A população de Pereiro sofre com a falta de água e, para beber e cozinhar os alimentos, não há outra alternativa a não ser comprar o recurso hídrico fornecido por caminhões particulares de poços da região ao preço de R$ 30,00, mil litros. O açude que abastecia a cidade, Adauto Bezerra, secou há mais de dois anos. Apenas no centro urbano, há um pouco de água nas torneiras, mas de oito em oito dias.

Caminhões da Operação Pipa do Exército ainda fazem a distribuição de água em áreas rurais, em 90 comunidades, mas o secretário Jobenemar dos Santos estuda a possibilidade de reduzir o número de 19 rotas atuais, tendo em vista que, em algumas localidades, as cisternas domésticas e pequenos reservatórios receberam recarga de água durante a quadra chuvosa.

A esperança dos moradores de Pereiro é a conclusão da adutora de 38 km que vai captar água da localidade de Mapuá, nas margens do Rio Jaguaribe, e bombear para enfrentar a força da gravidade, subindo a serra. A obra é de responsabilidade do Dnocs e está atrasada. Enquanto isso, os moradores pedem pelo menos a volta dos caminhões pipa da Defesa Civil. "Seria um alívio porque a gente passa de cinco dias ou mais sem ter água nessas caixas", disse o morador, Antonio Salvino da Silva Filho, 52 anos. "A situação aqui é muito grave". Pelo menos 15 caminhões particulares abastecem a demanda dos moradores.

Na cidade de Pedra Branca, os moradores também enfrentam dificuldades de abastecimento. De acordo com o diretor do Serviço Autônomo de Água e Esgoto (SAAE), Gilberto Souza, há pelo menos 17 dias, o fornecimento de água por caminhões da Defesa Civil está suspenso. "A Prefeitura contratou veículos para cobrir as rotas. A nossa expectativa é de retomada dos serviços em 10 dias". Existem 60 caixas de água de cinco mil litros espalhadas em Pedra Branca. A água é captada na Estação de Tratamento de Água (ETA) de Tauá, distante 124km.

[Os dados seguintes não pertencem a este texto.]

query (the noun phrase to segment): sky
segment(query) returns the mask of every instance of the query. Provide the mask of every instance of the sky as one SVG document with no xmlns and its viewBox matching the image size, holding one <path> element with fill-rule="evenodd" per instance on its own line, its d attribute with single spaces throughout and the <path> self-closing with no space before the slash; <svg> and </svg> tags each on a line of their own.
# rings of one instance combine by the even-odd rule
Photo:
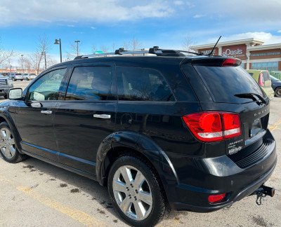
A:
<svg viewBox="0 0 281 227">
<path fill-rule="evenodd" d="M 0 0 L 0 45 L 13 49 L 14 65 L 23 54 L 36 50 L 46 36 L 48 57 L 59 61 L 72 53 L 91 54 L 105 46 L 110 51 L 136 39 L 140 48 L 158 46 L 182 49 L 188 36 L 194 45 L 256 38 L 264 44 L 281 43 L 280 0 Z"/>
</svg>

A gestão municipal de Boa Viagem reivindica do governo do Estado a implantação de uma Adutora de Montagem Rápida (AMR) a partir do açude Umari, distante 40 km. A crise hídrica já atinge os moradores há pelo menos dois anos e é considerada uma das mais graves do Interior. Mais de 150 poços profundos foram perfurados, mas logo secaram. A assessora técnica da Cedec, Ioneide Araújo, confirmou que o repasse de recursos está atrasado entre o Ministério da Integração e o órgão estadual. "Até fim de abril, houve atendimento em algumas áreas urbanas", disse. "O Ministério está ultimando as providências e logo deve repassar a verba".

Liberação

A Cedec aguarda a liberação total de R$ 20 milhões, que dependendo da demanda, pode ser suficiente até o fim do ano. Mediante o quadro de turbulência política, Ioneide Araújo teme um atraso ainda maior na liberação da verba. "Assim que o dinheiro chegar na conta, os carros serão novamente contratados. Já temos uma logística de distribuição", frisou a assessora técnica. "Nas cidades, por causa do aglomerado de pessoas, a escassez de água gera maior tensão social".

Localidades

6 cidades tinham a zona urbana abastecida por caminhões pipas contratados pela Cedec: Pereiro, Boa Viagem, Pedra Branca, Alto Santo, Campos Sales e Iracema.